For a moment, the candles themselves are enough; a small miracle reflected in a thousand little points of light across the quiet waterway. Rosette’s eyes are filled with them, and Anouk, watching with my hand in hers, lets out a long and languorous breath.

Michèle says: ‘It’s beautiful.’

And so it is. But more than that—

‘It’s a
chocolaterie
, isn’t it?’

And, of course, I can see it is. From the sign (still blank) above the door to the little display window lined with nightlights, I can see what it’s meant to be. I cannot begin to guess how long it took him to create this little miracle – how much time and work and love such a project must demand—

He’s watching me with his hands in his pockets. There’s a trace of anxiety in his eyes.

‘I bought it as wreck,’ he says. ‘Dried it out and fixed it up. Been working on it ever since. Paid for it over nearly four years. But I always thought that maybe one day—’

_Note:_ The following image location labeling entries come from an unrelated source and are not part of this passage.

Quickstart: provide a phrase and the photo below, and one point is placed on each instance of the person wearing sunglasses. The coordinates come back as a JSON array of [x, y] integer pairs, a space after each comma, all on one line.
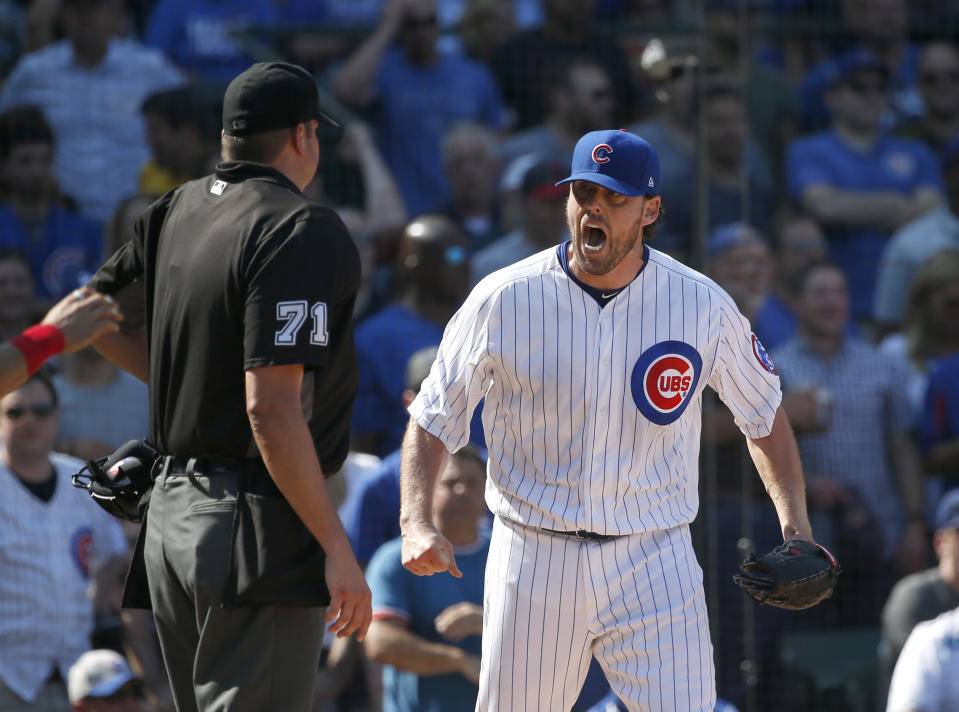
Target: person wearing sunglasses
[[56, 547], [859, 182], [72, 323], [102, 681]]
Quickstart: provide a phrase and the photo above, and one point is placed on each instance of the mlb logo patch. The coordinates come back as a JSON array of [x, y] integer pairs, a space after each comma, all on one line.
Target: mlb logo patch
[[762, 356], [601, 153]]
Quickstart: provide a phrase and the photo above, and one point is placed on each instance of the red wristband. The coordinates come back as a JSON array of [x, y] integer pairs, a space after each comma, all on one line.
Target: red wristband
[[38, 343]]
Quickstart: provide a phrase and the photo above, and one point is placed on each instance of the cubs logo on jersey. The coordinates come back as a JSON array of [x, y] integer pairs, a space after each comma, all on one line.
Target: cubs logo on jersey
[[601, 153], [663, 380], [759, 351]]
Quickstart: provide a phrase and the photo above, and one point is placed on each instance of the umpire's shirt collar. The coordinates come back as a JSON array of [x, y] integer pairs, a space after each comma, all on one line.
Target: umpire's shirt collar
[[238, 171]]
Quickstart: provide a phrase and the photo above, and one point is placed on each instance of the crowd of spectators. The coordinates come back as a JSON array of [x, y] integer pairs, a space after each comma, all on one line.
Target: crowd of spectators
[[810, 166]]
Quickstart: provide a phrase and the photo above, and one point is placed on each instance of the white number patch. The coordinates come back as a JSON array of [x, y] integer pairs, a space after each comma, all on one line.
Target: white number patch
[[294, 314]]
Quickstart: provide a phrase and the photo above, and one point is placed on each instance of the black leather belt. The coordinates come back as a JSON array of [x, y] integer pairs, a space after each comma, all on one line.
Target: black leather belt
[[583, 534]]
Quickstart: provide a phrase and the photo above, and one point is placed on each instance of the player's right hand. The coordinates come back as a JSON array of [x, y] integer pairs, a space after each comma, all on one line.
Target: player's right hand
[[427, 552], [83, 316], [350, 608]]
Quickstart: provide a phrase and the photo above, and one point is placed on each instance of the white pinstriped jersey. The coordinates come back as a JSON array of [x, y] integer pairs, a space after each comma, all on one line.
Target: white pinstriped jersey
[[593, 415], [47, 552]]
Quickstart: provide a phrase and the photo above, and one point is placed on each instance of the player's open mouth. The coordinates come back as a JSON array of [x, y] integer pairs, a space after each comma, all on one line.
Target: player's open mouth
[[594, 238]]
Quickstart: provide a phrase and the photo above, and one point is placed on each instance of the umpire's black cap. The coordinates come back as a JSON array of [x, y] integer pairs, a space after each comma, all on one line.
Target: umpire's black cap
[[271, 95]]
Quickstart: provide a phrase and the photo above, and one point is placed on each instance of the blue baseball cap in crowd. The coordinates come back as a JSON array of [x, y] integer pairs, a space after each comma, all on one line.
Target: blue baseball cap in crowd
[[856, 60], [618, 160], [950, 152], [728, 235], [947, 512]]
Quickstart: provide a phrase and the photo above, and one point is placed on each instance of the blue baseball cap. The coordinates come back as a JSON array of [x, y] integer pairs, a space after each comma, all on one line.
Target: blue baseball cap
[[728, 235], [618, 160]]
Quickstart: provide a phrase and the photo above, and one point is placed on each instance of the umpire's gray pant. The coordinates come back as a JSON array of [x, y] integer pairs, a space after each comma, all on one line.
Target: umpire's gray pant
[[256, 658]]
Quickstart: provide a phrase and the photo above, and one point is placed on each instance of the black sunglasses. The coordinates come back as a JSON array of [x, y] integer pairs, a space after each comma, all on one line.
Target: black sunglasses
[[411, 22], [39, 411]]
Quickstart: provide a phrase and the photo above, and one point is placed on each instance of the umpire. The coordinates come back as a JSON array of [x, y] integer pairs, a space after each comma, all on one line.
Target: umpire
[[247, 293]]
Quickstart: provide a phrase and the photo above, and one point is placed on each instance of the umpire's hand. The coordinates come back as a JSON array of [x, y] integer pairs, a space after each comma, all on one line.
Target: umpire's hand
[[427, 552], [350, 610]]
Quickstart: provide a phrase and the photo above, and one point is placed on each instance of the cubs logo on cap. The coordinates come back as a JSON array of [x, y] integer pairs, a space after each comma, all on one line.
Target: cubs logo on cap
[[601, 153], [664, 378], [81, 547], [759, 351], [618, 160]]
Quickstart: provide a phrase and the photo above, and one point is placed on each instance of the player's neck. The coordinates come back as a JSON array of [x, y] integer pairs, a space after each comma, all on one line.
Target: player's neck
[[461, 536], [824, 344]]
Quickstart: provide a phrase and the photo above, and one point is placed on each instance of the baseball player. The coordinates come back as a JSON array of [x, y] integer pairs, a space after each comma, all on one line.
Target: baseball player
[[248, 349], [71, 324], [593, 357]]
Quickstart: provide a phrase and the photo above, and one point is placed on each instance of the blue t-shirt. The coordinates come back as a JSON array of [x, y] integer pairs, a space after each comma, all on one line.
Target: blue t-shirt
[[416, 107], [376, 518], [196, 34], [892, 164], [939, 421], [775, 323], [418, 600], [64, 253]]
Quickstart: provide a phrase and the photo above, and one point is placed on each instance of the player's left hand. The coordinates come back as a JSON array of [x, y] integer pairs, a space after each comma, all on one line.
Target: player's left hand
[[350, 608], [459, 621], [427, 552], [913, 553]]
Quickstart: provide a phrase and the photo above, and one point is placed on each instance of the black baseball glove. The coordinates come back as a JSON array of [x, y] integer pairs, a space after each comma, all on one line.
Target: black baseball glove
[[795, 575], [121, 482]]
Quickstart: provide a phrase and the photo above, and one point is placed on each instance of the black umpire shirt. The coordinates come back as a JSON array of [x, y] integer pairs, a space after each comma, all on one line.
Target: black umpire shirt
[[235, 271]]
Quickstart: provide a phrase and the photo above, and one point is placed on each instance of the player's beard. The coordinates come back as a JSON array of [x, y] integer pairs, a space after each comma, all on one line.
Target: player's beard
[[617, 252]]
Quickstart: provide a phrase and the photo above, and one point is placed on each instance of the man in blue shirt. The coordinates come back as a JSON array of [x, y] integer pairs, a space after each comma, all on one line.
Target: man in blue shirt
[[417, 94], [858, 182], [427, 630], [63, 248]]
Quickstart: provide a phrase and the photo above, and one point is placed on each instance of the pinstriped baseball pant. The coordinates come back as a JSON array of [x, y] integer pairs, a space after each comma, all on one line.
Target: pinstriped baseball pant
[[635, 602]]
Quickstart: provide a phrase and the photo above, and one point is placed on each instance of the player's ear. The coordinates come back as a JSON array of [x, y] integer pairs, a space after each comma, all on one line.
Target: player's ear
[[651, 209]]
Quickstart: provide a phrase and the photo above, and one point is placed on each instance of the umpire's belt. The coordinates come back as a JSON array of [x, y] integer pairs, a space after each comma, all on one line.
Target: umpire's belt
[[209, 466], [583, 534]]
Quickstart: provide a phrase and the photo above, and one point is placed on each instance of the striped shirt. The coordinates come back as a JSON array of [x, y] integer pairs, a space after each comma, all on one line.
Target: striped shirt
[[593, 415], [47, 552], [869, 402]]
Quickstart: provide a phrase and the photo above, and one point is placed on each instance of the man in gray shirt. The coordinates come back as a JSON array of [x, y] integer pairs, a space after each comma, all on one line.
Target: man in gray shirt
[[915, 242]]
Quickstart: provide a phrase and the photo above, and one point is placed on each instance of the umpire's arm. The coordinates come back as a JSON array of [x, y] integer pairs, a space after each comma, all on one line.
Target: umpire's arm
[[777, 459], [283, 438]]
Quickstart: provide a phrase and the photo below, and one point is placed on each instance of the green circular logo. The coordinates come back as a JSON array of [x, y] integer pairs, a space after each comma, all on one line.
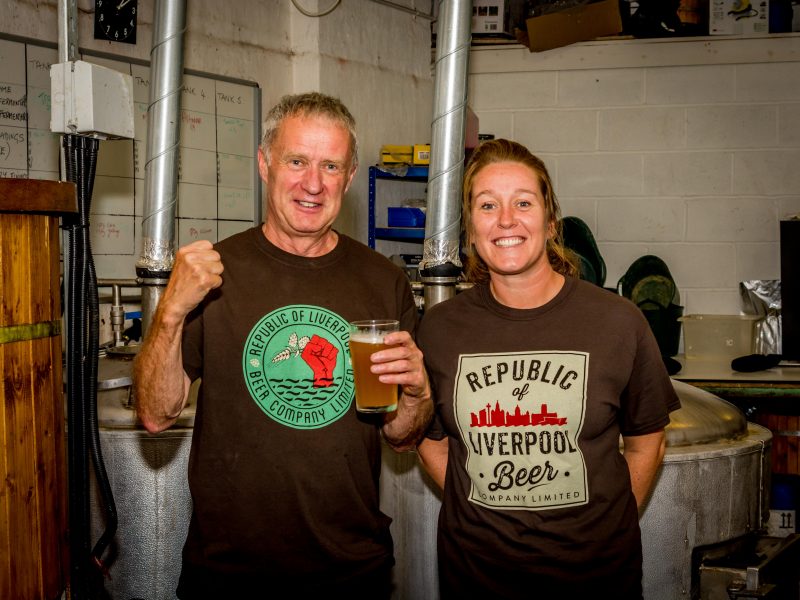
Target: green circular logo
[[296, 365]]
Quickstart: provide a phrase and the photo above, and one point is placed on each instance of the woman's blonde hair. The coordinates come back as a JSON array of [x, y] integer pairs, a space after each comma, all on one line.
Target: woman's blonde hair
[[497, 151]]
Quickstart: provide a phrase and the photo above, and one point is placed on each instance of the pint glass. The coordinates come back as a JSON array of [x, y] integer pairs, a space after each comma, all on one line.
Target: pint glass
[[366, 337]]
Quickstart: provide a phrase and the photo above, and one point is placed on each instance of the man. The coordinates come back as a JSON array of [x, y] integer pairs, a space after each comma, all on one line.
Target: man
[[283, 472]]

My mouth on his stops him mid-phrase. He smells of paint and gunpowder smoke. And all around us the candles are lit, and Paris is luminous under the snow, and the last unofficial fireworks are dying away beyond Place de la Bastille, and—

‘Meh. You two. Get a
room
,’ says Anouk.

Neither of us has breath to reply.

It’s quiet now under Pont Morland as we lie watching the candles burn out. Michèle is asleep in one bunk, and Rosette and Anouk are sharing another, with Anouk’s red cloak flung over them both, and Pantoufle and Bam standing guard in case of evil dreams.

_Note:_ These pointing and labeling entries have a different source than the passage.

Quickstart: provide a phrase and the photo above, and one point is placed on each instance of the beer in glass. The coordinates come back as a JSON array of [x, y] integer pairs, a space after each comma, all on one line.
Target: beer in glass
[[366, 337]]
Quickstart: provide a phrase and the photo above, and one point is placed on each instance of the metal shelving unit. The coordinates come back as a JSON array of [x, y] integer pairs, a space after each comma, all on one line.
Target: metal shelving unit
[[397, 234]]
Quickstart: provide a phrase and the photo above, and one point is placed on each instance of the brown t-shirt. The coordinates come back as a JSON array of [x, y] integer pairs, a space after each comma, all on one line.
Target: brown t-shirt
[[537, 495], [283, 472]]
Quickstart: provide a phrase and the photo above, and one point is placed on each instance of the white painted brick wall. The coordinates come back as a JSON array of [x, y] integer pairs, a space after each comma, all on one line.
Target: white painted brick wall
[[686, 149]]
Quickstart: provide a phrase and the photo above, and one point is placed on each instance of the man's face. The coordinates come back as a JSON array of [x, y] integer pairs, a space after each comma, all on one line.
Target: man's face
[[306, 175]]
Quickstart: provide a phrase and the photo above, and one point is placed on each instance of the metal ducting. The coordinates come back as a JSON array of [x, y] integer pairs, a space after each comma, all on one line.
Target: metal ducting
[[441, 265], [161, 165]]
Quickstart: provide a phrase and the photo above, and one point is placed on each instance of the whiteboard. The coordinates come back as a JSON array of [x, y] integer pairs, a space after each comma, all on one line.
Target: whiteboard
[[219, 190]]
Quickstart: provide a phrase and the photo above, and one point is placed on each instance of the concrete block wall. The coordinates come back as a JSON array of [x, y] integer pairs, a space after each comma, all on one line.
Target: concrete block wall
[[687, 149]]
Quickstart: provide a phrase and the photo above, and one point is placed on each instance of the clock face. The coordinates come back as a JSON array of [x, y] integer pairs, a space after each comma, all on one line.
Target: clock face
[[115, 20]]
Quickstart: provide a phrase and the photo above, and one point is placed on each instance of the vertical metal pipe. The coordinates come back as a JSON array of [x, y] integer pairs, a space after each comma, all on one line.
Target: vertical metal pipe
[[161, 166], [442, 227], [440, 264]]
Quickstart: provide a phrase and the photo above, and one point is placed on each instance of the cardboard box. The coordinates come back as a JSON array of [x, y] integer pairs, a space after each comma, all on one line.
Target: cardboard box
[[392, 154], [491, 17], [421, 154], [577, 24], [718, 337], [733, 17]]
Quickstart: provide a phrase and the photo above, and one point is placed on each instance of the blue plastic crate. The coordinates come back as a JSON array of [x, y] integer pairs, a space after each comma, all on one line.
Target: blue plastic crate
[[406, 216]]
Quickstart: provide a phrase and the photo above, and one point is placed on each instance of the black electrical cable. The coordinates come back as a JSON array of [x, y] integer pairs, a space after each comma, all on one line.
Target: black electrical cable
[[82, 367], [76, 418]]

Above us, in our own room, the glass roof shows us a sky sprawling and apocalyptic with stars. In the distance, the sound of traffic from Place de la Bastille might almost be the sound of surf on a lonely beach.

I know it’s only cheap magic. Jeanne Rocher would not have approved. But it’s
our
magic, mine and his, and he tastes of chocolate and champagne, and finally, we slip out of our clothes and lie entwined beneath a blanket of stars.

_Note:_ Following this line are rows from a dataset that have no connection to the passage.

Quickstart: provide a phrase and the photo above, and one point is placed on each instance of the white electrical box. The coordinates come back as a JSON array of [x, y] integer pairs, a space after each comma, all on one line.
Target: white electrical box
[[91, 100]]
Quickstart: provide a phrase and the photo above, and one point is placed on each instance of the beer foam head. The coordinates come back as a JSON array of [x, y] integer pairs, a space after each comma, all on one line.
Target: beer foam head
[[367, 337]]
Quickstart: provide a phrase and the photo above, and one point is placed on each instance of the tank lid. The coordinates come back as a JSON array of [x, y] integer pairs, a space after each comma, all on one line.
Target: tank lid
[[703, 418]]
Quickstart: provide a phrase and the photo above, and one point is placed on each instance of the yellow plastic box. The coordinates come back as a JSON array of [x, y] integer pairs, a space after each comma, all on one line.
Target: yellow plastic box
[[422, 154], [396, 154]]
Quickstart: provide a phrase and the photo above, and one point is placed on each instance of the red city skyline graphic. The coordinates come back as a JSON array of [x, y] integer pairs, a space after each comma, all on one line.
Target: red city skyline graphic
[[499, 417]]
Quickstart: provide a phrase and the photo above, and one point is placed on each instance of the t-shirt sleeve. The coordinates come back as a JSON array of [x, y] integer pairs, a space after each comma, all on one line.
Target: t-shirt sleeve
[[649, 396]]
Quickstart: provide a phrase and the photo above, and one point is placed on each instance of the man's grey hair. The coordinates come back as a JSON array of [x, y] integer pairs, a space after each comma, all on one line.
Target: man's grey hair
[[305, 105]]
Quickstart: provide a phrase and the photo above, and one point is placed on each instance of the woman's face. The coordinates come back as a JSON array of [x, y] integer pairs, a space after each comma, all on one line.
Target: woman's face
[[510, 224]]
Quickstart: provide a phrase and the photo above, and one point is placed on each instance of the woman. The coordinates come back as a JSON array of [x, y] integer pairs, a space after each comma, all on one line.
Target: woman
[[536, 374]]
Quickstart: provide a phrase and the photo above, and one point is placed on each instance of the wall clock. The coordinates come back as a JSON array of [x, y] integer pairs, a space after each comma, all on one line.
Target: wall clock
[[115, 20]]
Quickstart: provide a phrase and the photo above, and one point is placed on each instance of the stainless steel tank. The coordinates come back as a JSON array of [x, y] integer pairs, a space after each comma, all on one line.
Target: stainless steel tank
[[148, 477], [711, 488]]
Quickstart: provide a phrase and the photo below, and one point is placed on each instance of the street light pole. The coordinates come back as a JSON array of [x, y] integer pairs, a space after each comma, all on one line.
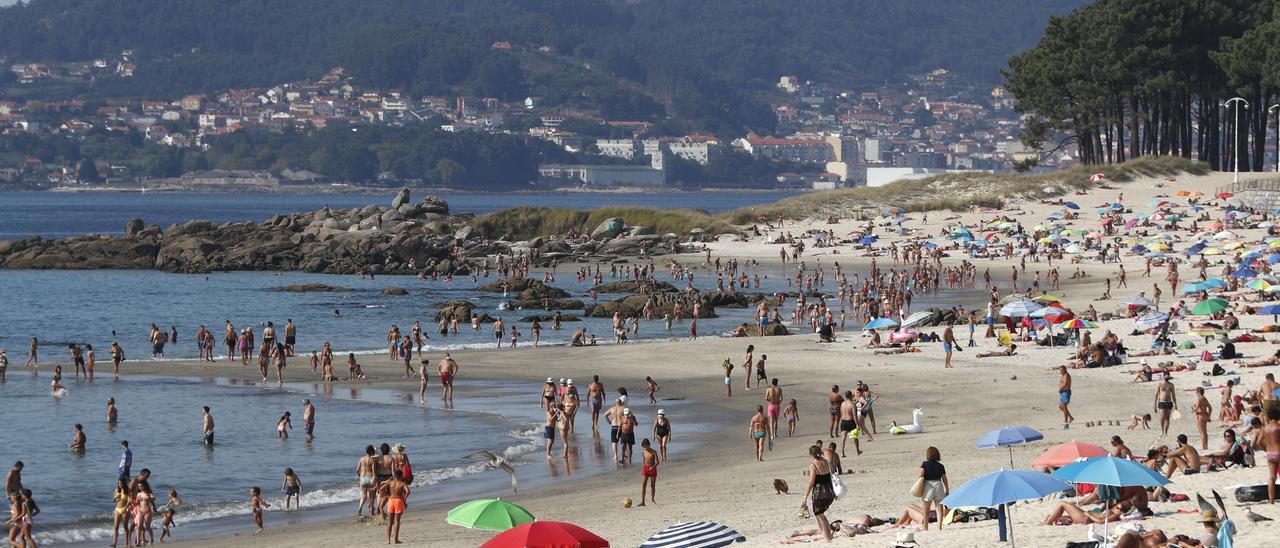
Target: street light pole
[[1278, 136], [1235, 135]]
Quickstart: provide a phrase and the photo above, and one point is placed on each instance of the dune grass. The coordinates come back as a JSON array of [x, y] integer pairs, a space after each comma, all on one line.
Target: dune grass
[[524, 223], [959, 191]]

Across the water, music plays, a tune I almost recognize.

V’là l’bon vent, v’là l’joli vent

There isn’t so much as a breath of wind.

Epilogue

Tuesday, 25th December
Christmas Day

ANOTHER DAY, ANOTHER
gift. Another city opens its arms. Well, Paris was getting stale, you know, and I love New York at this time of year. A pity about Anouk, I guess. Chalk it down to experience.

As for her mother – well, she had her chance. There may be a little short-term unpleasantness. Thierry, especially, will try to make his fraud charge stick, though I wouldn’t rate his chance of success. Identity theft is
so
common these days – as I imagine he’ll soon find out, when he looks at his savings account. As for Françoise Lavery – there are too many people who can swear Vianne Rocher was in Montmartre at the time.